Si la Belgique est un pays de négociation sociale, cette réalité n’a pas engendré un intérêt scientifique particulièrement important pour celle-ci. Du moins, il n’existe pas d’ouvrages parus récemment sur le sujet. Plus largement, il n’existe pas de tradition éditoriale en la matière, du moins au niveau de la communauté française de Belgique. La négociation sociale reste donc « une boîte noire» largement inexplorée. Pourtant, de manière quelque peu paradoxale, le terme de négociation est présent dans les ouvrages et articles s’intéressant à l’actualité sociale ou, plus largement, à la concertation sociale ou encore à l’histoire sociale belge. Elle y apparaît comme un élément d’une situation plus large ou un aspect secondaire, parfois traité rapidement.

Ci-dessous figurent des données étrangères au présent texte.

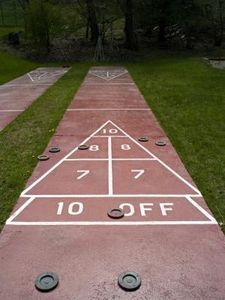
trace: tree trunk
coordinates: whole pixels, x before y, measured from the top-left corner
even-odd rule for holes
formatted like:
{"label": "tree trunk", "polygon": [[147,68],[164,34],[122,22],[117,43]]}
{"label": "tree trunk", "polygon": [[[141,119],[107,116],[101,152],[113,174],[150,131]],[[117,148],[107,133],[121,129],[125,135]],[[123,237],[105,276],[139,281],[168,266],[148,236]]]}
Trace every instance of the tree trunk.
{"label": "tree trunk", "polygon": [[138,42],[134,28],[133,0],[126,0],[124,33],[125,47],[130,50],[137,50]]}
{"label": "tree trunk", "polygon": [[89,25],[91,28],[91,41],[96,44],[99,36],[99,28],[98,28],[98,23],[96,18],[94,1],[86,0],[86,5],[87,5]]}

C’est à travers le prisme de la conflictualité sociale, et donc de la grève, que la négociation sociale est le plus souvent abordée. Elle apparaît alors comme le « complément» naturel du conflit ouvert, qui est une étape préalable à la négociation : « sans la grève, il y aurait peu de négociation et, surtout, elle se mènerait de façon totalement différente et aboutirait à des conventions dont le contenu serait différent. Par-là, elle est relation de pouvoir et peut être définie comme un « usage diplomatique du pouvoir[49].» Cette approche de la négociation par le biais de la conflictualité sociale, et plus singulièrement de la grève, est notamment présente dans le projet éditorial de L’Année sociale, dont le premier volume est sorti en 1961 soit peu de temps après la grande grève de l’hiver 1960/1961[50]. Dès la première édition, la revue comprend une rubrique « La vie paritaire» couvrant les travaux du CNT[51] et, par la suite, les principaux conflits sectoriels et d’entreprises. Depuis 2011, elle est aussi une caractéristique des travaux réalisés par le collectif belge de chercheurs publiant sous le nom de Iannis Gracos[52]. Celui-ci livre chaque année une analyse des grèves et des conflits sociaux les plus pertinents de l’année écoulée. Dans leurs travaux aussi la négociation apparaît en creux de la conflictualité sociale, sans doute plus préhensible de l’extérieur et pouvant s’appuyer sur une tradition scientifique largement établie en Belgique durant les Trente Glorieuses.

Outre le déroulement du conflit, l’accent est aussi souvent mis sur le résultat de la négociation sociale, soit les accords et les conventions sur lesquels elle débouche. Sous cet angle, la négociation est vue comme une étape indispensable à la production des règles et des normes par les interlocuteurs sociaux eux-mêmes. Ces derniers réaffirment d’ailleurs fréquemment leur souhait et leur capacité à négocier et conclure des accords de manière autonome, c’est-à-dire à distance de l’acteur politique.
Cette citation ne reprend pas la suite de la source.